Someone came to me and said that they were now over 50 and their life had become a failure.  Why do we have a timetable for when life "becomes" a failure?  I asked the person if they thought their life was a failure at 15, or 30, or 40?  They said no.  They still had hope, plans, and some optimism.  All these things apparently had a shelf life of 50 years.  It is called expectations.  Some of us run out of expectations and replace it with failure.  However, God's hope, love, grace and patience with us has no shelf life.  God's plan for us, for who we can become does not end with our turning 50 or 60 or whatever.  I just met a follow who is 76.  He is full of compassion, kindness, good works and helpfulness.  He feels his life is full with the power of God at work in him.  He has been sober for 20 years, which means that he was a bit of a nasty drunk until he was 56.  Had he killed himself, the community would not have experienced all the good he has done.  So, even when you give up hope, God does not.  If you see your life as a failure, that is your opinion.  God has a second opinion.
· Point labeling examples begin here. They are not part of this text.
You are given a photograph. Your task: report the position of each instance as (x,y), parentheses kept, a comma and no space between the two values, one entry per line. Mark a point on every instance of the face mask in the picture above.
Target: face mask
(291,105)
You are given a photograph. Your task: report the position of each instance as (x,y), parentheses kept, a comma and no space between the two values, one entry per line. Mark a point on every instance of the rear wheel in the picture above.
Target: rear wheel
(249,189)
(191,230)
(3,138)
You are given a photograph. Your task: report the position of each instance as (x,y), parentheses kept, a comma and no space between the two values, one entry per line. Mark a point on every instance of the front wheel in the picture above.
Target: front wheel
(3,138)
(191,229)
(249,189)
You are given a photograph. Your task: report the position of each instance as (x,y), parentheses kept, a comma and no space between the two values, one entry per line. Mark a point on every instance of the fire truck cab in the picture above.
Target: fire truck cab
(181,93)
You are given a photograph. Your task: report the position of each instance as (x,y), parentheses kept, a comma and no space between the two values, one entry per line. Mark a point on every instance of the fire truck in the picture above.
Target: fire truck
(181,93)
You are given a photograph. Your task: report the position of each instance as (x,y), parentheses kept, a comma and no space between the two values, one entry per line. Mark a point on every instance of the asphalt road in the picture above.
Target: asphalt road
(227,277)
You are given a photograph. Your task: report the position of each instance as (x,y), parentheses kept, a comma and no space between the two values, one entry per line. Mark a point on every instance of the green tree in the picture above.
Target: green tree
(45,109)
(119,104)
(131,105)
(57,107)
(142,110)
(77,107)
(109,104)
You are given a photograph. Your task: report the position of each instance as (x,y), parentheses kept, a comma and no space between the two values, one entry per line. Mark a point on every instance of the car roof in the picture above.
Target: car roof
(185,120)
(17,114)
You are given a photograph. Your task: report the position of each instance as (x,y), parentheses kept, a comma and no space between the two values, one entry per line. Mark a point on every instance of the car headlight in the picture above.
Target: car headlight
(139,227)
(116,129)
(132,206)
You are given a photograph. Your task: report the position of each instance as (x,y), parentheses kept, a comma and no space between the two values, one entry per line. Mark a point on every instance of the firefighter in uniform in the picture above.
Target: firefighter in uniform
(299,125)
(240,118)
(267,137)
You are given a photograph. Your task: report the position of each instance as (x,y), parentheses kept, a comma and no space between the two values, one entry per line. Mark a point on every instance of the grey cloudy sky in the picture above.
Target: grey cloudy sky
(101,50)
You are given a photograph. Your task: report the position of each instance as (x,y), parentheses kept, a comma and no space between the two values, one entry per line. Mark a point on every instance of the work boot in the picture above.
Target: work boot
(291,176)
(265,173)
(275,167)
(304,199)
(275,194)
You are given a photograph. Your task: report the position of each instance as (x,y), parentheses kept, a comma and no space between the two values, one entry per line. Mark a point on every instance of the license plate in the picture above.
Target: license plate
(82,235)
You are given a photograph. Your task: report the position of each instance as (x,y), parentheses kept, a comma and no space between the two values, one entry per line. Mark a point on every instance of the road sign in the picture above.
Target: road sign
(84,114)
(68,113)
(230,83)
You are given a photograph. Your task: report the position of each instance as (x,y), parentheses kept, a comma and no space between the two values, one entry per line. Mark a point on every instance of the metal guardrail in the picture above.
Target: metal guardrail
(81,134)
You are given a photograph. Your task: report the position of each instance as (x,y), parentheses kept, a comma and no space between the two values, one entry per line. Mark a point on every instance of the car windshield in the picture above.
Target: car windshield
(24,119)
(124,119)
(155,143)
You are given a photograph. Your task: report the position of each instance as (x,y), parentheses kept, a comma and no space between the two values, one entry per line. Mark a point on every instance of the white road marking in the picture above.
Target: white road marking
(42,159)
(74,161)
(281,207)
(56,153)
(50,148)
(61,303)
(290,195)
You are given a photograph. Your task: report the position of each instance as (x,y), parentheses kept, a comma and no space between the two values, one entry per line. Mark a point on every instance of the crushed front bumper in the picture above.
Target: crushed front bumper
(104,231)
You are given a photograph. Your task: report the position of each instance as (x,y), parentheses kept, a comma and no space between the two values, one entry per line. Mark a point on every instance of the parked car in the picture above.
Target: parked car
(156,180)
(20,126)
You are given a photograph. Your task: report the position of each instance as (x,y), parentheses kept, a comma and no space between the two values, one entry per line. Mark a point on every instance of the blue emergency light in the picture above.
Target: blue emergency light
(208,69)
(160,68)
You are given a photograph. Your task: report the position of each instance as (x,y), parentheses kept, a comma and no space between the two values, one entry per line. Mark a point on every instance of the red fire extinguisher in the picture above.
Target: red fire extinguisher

Thursday, September 11, 2014

Timely Grace

Grace overwhelms me in its timeliness.  God is at work.  Recently, I was the Saturday confession priest.  I was in one of those narlie moods, unfit to offer much compassion and love.  Fortunately, the first half hour of confessions did not extend my few spiritual resources at the time.  Then there was a lull.  The confessional was cold, a ready excuse to be out of sorts.  I went home to get my heating pad and woolen prayer shawl.  I came back and got comfy in the confessional.  Still a lull.  I settled into a quiet time of deep stillness and silence.  Mood changed.  Grace arrived.  Then a women came to confession who needed lots of compassion, kindness, patience and a listening ear.  I was on my "A" game!  God was a work through me.  She left comforted.  She seemed to know who I was.  Then  someone came face to face.  She was a beautiful young girl.  She needed the same compassion, etc, and just the right words to help her.  Her good looks did not distract me.  God again worked through me.  After these two confessions, I realized what a gift it is for me to be a priest if I can be open to God's power, God's grace.  It is totally unearned.  I am as much of a mess as anyone who comes to confession.  God uses me.  If I were God, I would use someone more perfect.  I am work for God.  Are you not amazed at times at the good you do in spite of yourself, your shortcomings and sheer humanness?  I am.